Colombian leader meets army before rebel deadline

                 BOGOTA, Colombia (Reuters) -- Colombian President Andres Pastrana
                 huddled with military chiefs Friday as his top negotiator met FARC rebels
                 for a second day of talks aimed at salvaging the peace process before next
                 Tuesday's deadline.

                 Pastrana called the commanders of the armed forces to a meeting at the Tolemaida
                 military base just outside the Andean mountain capital Bogota to analyze the
                 severely strained peace process with the 17,000-member Marxist guerrilla force.

                 The president must decide by midnight on Tuesday whether he will allow the
                 Revolutionary Armed Forces of Colombia -- known by the Spanish initials FARC --
                 continued use of a demilitarized enclave in the south.

                 Pastrana ordered the military out of the swath of jungle and cattle country as big as
                 Switzerland three years ago to grant the FARC a safe haven for peace talks to end a
                 37-year-old war which has claimed 40,000 lives in the past decade.

                 But the rebels converted what was expected to be a routine decision to extend the
                 enclave's life -- something which Pastrana has done nine times -- into a crisis when
                 they killed popular former culture minister Consuelo Araujo Saturday.

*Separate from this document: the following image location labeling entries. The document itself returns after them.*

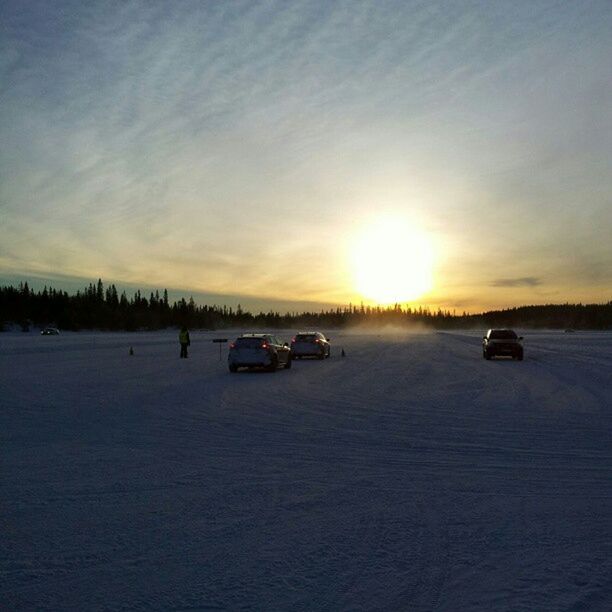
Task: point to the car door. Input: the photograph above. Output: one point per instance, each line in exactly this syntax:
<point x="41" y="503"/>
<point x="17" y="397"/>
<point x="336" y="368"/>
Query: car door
<point x="281" y="350"/>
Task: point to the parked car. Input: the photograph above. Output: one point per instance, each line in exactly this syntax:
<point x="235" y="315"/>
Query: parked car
<point x="258" y="350"/>
<point x="498" y="342"/>
<point x="50" y="331"/>
<point x="310" y="344"/>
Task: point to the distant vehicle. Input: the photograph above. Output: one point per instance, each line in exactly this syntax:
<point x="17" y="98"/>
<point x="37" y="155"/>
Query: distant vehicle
<point x="258" y="350"/>
<point x="50" y="331"/>
<point x="498" y="342"/>
<point x="310" y="344"/>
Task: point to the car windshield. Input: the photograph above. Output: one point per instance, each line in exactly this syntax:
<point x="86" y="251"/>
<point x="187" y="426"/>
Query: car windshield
<point x="249" y="342"/>
<point x="503" y="334"/>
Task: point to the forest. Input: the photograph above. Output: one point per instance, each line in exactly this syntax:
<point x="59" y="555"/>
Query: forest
<point x="103" y="308"/>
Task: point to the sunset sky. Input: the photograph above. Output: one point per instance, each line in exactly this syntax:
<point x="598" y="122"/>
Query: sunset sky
<point x="260" y="151"/>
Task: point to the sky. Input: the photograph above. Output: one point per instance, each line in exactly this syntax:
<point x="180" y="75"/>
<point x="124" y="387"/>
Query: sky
<point x="243" y="151"/>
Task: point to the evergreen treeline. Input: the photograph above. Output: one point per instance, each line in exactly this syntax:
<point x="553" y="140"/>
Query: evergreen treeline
<point x="97" y="307"/>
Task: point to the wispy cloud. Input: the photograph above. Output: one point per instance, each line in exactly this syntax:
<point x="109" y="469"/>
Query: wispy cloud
<point x="231" y="145"/>
<point x="526" y="281"/>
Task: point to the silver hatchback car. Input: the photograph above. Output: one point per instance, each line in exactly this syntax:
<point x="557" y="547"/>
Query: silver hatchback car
<point x="258" y="351"/>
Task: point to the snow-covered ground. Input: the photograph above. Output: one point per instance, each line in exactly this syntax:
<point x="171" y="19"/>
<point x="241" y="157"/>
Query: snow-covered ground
<point x="410" y="475"/>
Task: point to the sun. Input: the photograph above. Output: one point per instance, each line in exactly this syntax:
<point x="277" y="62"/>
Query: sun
<point x="392" y="262"/>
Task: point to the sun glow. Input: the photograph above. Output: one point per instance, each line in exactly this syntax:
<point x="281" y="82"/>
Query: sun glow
<point x="392" y="262"/>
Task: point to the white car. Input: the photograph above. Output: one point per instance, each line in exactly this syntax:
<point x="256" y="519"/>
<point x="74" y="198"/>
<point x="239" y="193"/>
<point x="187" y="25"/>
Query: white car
<point x="310" y="344"/>
<point x="258" y="350"/>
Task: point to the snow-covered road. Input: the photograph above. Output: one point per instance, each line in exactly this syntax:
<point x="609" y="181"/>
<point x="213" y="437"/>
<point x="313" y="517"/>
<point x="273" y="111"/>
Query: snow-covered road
<point x="410" y="475"/>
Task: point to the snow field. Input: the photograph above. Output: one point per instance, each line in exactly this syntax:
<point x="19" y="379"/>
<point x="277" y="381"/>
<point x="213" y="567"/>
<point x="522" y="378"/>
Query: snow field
<point x="411" y="475"/>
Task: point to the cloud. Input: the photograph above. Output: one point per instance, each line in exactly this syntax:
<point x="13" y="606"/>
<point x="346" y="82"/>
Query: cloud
<point x="525" y="281"/>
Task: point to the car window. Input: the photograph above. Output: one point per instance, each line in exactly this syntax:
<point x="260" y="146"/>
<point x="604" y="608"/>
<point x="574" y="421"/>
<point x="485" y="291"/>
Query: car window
<point x="503" y="334"/>
<point x="306" y="337"/>
<point x="249" y="342"/>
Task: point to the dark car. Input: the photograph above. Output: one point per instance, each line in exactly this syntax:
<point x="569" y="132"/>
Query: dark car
<point x="310" y="344"/>
<point x="502" y="342"/>
<point x="50" y="331"/>
<point x="258" y="350"/>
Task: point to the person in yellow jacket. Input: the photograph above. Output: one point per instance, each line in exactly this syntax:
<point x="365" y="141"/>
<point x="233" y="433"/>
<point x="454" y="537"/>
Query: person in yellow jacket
<point x="185" y="341"/>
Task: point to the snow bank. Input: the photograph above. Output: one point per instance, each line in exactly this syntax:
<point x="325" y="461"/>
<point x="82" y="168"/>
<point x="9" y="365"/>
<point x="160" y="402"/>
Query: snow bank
<point x="410" y="475"/>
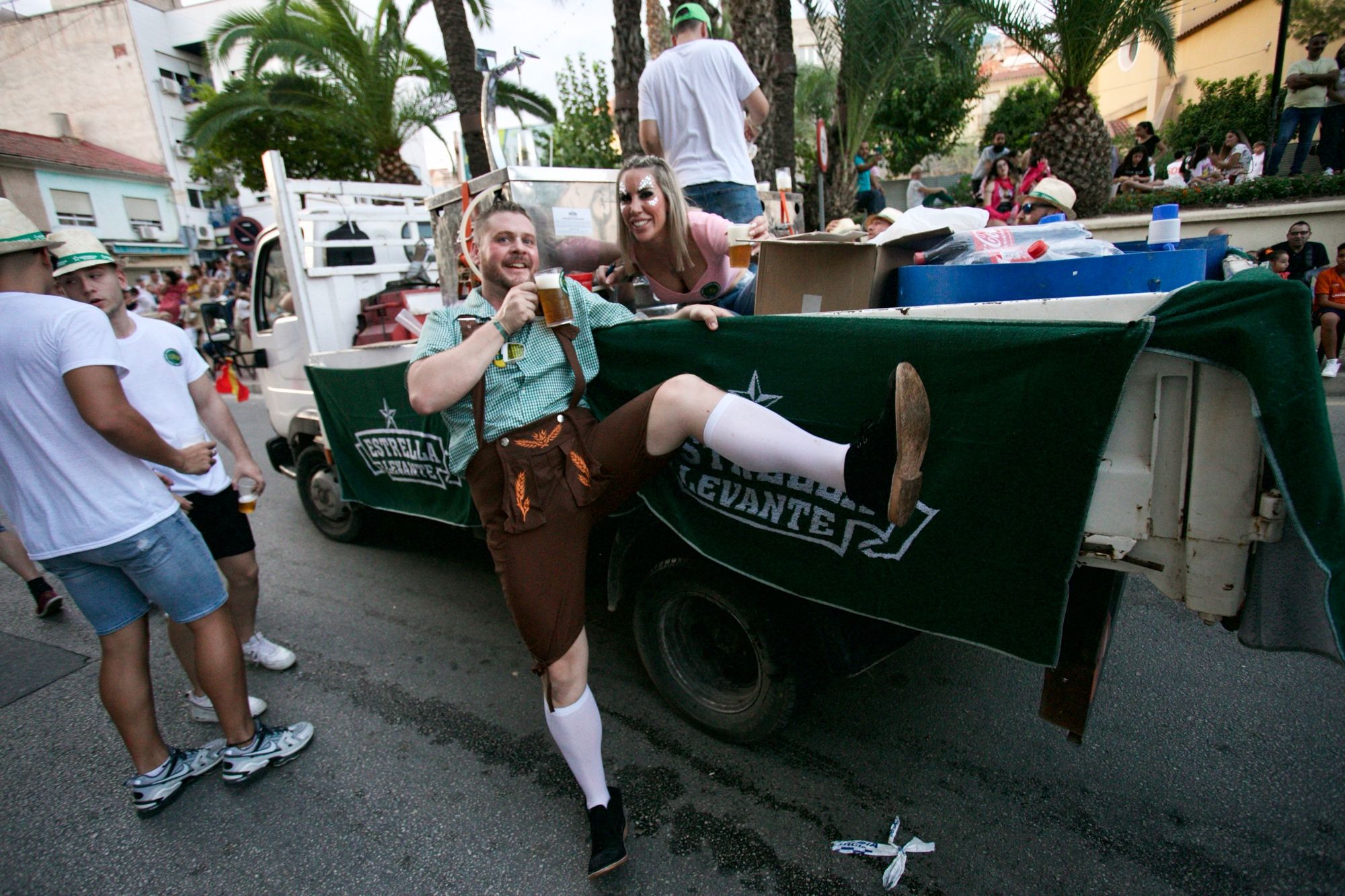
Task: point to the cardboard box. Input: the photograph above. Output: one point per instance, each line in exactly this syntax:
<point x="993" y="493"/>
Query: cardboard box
<point x="833" y="272"/>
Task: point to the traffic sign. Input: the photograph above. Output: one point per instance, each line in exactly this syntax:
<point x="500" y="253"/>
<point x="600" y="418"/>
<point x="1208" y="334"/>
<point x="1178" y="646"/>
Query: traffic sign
<point x="244" y="232"/>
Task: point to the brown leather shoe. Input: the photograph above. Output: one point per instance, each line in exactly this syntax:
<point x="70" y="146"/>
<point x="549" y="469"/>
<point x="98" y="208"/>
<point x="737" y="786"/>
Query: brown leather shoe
<point x="913" y="412"/>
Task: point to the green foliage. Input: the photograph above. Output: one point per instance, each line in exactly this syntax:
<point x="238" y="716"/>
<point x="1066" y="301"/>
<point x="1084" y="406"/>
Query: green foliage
<point x="1223" y="106"/>
<point x="814" y="97"/>
<point x="1073" y="40"/>
<point x="1023" y="114"/>
<point x="1317" y="17"/>
<point x="1261" y="190"/>
<point x="235" y="157"/>
<point x="925" y="112"/>
<point x="315" y="81"/>
<point x="584" y="136"/>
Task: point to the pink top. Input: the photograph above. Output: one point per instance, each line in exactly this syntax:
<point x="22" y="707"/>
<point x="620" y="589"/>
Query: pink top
<point x="712" y="236"/>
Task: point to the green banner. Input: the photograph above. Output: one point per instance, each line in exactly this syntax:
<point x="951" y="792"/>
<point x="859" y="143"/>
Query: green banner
<point x="1020" y="415"/>
<point x="1022" y="412"/>
<point x="388" y="455"/>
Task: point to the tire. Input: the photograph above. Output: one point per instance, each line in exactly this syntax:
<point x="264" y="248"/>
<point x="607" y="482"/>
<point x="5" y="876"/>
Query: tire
<point x="319" y="491"/>
<point x="715" y="651"/>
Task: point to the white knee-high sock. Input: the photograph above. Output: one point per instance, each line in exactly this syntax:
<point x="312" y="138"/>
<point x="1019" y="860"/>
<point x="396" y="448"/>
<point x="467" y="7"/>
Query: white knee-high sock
<point x="762" y="440"/>
<point x="578" y="731"/>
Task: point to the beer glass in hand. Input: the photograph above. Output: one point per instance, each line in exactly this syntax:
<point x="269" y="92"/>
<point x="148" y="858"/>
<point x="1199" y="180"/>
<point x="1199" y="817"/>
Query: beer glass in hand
<point x="556" y="302"/>
<point x="740" y="248"/>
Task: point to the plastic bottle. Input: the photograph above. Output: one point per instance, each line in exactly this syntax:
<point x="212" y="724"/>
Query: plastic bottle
<point x="991" y="240"/>
<point x="1035" y="251"/>
<point x="1165" y="229"/>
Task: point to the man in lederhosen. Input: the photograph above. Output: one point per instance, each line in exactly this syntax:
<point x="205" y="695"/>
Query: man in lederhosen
<point x="543" y="470"/>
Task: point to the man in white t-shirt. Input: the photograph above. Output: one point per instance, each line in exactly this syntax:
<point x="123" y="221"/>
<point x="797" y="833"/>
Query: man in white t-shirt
<point x="693" y="99"/>
<point x="102" y="521"/>
<point x="170" y="382"/>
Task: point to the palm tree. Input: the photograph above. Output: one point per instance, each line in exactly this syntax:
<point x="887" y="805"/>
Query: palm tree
<point x="1073" y="40"/>
<point x="333" y="69"/>
<point x="627" y="67"/>
<point x="868" y="45"/>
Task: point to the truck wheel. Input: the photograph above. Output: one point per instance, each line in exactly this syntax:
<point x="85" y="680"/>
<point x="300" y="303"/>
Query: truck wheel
<point x="321" y="495"/>
<point x="715" y="651"/>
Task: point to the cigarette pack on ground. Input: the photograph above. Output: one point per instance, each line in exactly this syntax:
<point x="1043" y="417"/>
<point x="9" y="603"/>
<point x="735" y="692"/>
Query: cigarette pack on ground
<point x="833" y="272"/>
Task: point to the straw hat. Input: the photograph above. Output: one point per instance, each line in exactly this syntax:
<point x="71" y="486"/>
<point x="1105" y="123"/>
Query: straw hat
<point x="18" y="233"/>
<point x="79" y="249"/>
<point x="888" y="214"/>
<point x="1058" y="193"/>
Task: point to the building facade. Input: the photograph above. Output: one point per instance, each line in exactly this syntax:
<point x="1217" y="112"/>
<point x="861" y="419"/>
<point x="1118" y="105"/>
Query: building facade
<point x="120" y="75"/>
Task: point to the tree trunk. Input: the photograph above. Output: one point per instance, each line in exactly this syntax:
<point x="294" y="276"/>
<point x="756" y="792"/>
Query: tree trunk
<point x="1079" y="147"/>
<point x="841" y="174"/>
<point x="782" y="97"/>
<point x="393" y="169"/>
<point x="657" y="28"/>
<point x="754" y="32"/>
<point x="627" y="65"/>
<point x="465" y="80"/>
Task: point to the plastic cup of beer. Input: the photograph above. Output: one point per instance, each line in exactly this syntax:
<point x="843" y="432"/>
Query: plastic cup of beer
<point x="556" y="302"/>
<point x="247" y="495"/>
<point x="740" y="248"/>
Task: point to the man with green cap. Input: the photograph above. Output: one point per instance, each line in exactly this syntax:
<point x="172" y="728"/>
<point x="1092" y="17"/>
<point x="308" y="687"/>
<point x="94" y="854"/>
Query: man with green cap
<point x="693" y="101"/>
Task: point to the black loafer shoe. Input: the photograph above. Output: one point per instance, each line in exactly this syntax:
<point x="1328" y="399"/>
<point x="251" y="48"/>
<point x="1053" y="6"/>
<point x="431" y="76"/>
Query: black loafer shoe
<point x="607" y="825"/>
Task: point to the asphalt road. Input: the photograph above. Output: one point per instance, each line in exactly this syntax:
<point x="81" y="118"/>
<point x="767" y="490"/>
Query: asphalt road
<point x="1207" y="768"/>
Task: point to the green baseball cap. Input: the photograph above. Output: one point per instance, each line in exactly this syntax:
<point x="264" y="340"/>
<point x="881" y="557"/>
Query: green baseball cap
<point x="689" y="11"/>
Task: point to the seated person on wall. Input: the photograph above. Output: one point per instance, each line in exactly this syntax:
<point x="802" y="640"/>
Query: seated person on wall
<point x="1133" y="175"/>
<point x="1328" y="310"/>
<point x="876" y="224"/>
<point x="997" y="193"/>
<point x="1050" y="197"/>
<point x="683" y="252"/>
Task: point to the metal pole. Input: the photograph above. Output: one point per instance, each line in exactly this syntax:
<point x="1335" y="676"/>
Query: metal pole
<point x="822" y="205"/>
<point x="1280" y="73"/>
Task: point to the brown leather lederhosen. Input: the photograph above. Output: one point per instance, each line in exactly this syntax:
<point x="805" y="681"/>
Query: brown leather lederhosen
<point x="540" y="489"/>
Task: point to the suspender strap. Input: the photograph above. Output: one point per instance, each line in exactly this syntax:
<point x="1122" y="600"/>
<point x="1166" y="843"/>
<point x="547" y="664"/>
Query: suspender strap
<point x="566" y="334"/>
<point x="467" y="326"/>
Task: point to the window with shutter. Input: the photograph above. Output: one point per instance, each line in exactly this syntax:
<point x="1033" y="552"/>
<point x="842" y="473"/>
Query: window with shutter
<point x="73" y="209"/>
<point x="143" y="212"/>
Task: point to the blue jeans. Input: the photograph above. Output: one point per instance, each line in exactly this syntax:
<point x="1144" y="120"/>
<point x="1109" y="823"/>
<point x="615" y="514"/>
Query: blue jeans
<point x="1305" y="123"/>
<point x="734" y="201"/>
<point x="742" y="298"/>
<point x="167" y="564"/>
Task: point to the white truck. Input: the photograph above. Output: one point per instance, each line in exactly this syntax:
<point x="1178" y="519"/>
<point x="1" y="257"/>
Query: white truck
<point x="1180" y="495"/>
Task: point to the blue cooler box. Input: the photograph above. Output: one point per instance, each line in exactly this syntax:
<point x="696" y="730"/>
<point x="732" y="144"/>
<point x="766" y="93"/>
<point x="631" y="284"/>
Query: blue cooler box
<point x="1101" y="276"/>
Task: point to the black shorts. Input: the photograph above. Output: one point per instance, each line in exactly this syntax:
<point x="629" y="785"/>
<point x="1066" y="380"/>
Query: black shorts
<point x="221" y="524"/>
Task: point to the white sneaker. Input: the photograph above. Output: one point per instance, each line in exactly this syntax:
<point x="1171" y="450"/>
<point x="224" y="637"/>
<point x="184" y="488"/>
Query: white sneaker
<point x="268" y="653"/>
<point x="270" y="747"/>
<point x="204" y="710"/>
<point x="154" y="791"/>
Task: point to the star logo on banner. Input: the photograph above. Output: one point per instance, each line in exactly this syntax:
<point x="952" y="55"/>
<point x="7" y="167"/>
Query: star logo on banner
<point x="755" y="395"/>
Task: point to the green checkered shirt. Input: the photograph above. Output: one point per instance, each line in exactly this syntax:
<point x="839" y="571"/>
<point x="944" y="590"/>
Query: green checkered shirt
<point x="532" y="388"/>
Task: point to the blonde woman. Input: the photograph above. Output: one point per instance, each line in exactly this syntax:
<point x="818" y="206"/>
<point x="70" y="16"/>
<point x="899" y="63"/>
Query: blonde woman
<point x="683" y="252"/>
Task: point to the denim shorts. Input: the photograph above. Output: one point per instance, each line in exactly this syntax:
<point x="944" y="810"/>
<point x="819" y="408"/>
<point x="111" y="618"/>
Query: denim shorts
<point x="167" y="564"/>
<point x="734" y="201"/>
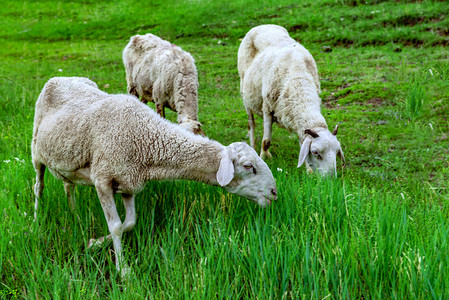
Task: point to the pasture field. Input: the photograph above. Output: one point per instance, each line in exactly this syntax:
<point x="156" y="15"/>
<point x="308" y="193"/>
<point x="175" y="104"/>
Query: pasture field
<point x="379" y="230"/>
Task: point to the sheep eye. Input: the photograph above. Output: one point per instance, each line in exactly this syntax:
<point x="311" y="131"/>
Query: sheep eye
<point x="317" y="154"/>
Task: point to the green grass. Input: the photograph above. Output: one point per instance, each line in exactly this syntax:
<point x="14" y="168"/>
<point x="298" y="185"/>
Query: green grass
<point x="380" y="230"/>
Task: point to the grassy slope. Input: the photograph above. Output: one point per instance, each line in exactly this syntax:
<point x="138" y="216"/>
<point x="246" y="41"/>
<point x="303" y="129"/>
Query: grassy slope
<point x="379" y="230"/>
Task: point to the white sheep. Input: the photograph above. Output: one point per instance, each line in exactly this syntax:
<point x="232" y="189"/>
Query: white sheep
<point x="116" y="143"/>
<point x="279" y="81"/>
<point x="163" y="73"/>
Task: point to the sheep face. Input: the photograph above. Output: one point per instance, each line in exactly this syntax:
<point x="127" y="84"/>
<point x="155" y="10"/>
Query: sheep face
<point x="244" y="173"/>
<point x="319" y="151"/>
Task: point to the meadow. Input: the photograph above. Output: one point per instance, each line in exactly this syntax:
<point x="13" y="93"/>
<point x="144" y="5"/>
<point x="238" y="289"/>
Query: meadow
<point x="378" y="230"/>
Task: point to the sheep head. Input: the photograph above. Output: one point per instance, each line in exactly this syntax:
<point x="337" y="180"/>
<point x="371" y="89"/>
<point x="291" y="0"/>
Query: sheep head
<point x="319" y="150"/>
<point x="244" y="173"/>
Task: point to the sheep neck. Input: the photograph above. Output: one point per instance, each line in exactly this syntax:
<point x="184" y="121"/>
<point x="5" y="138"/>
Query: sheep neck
<point x="189" y="158"/>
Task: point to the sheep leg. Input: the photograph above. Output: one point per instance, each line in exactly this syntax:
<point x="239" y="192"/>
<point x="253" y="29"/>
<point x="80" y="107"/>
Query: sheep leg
<point x="266" y="142"/>
<point x="115" y="226"/>
<point x="39" y="186"/>
<point x="69" y="189"/>
<point x="130" y="219"/>
<point x="160" y="110"/>
<point x="251" y="128"/>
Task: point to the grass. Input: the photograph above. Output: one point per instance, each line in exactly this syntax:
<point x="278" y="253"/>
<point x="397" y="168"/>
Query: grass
<point x="379" y="230"/>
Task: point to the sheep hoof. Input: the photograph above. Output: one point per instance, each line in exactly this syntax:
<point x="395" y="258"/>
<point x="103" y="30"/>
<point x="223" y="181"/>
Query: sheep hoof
<point x="97" y="242"/>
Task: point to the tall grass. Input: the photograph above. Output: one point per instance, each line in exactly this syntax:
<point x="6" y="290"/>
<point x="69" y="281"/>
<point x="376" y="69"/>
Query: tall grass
<point x="380" y="230"/>
<point x="416" y="96"/>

                 The government's chief peace negotiator, Camilo Gomez, met FARC commanders
                 in the demilitarized zone for a second day of talks Friday.

                 A poll soon after the killing of Araujo showed that 61 percent of Colombians
                 thought negotiations with the FARC should end. Araujo, a well-known promoter of
                 traditional Vallenato music which she sang in public with flowers in her hair, was
                 the wife of Attorney General Edgardo Maya and a personal friend of the president.

                 But Pastrana came to power in late 1998 promising peace and has devoted most of
                 his energy to that goal. Sending the army back into the territory nicknamed
                 "Farclandia" would mean the end of talks and leave his legacy in tatters with less
                 than a year of his term left to serve.

                 Now Pastrana is under severe pressure to extract major concessions from the
                 FARC -- such as a cease-fire -- or else close down the enclave, which critics say is
                 used for imprisoning kidnap victims, military training and as a base for cocaine
                 trafficking.

                 A former member of another Marxist guerrilla force who is now a political analyst
                 told Reuters that the most likely outcome next week would be an agreement to
                 extend the enclave in return for a commitment to discuss a cease-fire.

                 "It would be unthinkable in my opinion for the FARC to declare a unilateral
                 cease-fire. And an immediate cease-fire would be unthinkable. I think that there
                 could be some mechanism for discussing it, subject to a time limit," said Ricardo
                 Franco, a former senior member of the Popular Liberation Army, a small, Maoist
                 rebel group.

                 War has continued to rage around Colombia despite peace talks, with leftist rebels
                 regularly attacking the armed forces and far-right paramilitary outlaws targeting
                 suspected guerrilla sympathizers. The guerrillas' use of kidnapping for raising
                 money has given Colombia by far the world's highest number of incidents -- with
                 almost 4,000 abductions in 2000.

                 FARC rebels had kidnapped Araujo in northern Colombia a week before they killed
                 her, apparently because she was slowing them down as they tried to escape from
                 the army.

                 A senior FARC commander, Simon Trinidad, told weekly Tiempos del Mundo that
                 peace talks had made progress, but that Colombia's largest rebel army wanted
                 power and would never be interested in just finding a way to lay down its arms.

                 "Whether we gain power peacefully or by means of arms depends on the ruling
                 classes. If they are prepared to give up their privileges, we will negotiate, if not, we
                 will continue the armed struggle," said Trinidad, a former banker who is, ironically,
                 a relative by marriage of Araujo.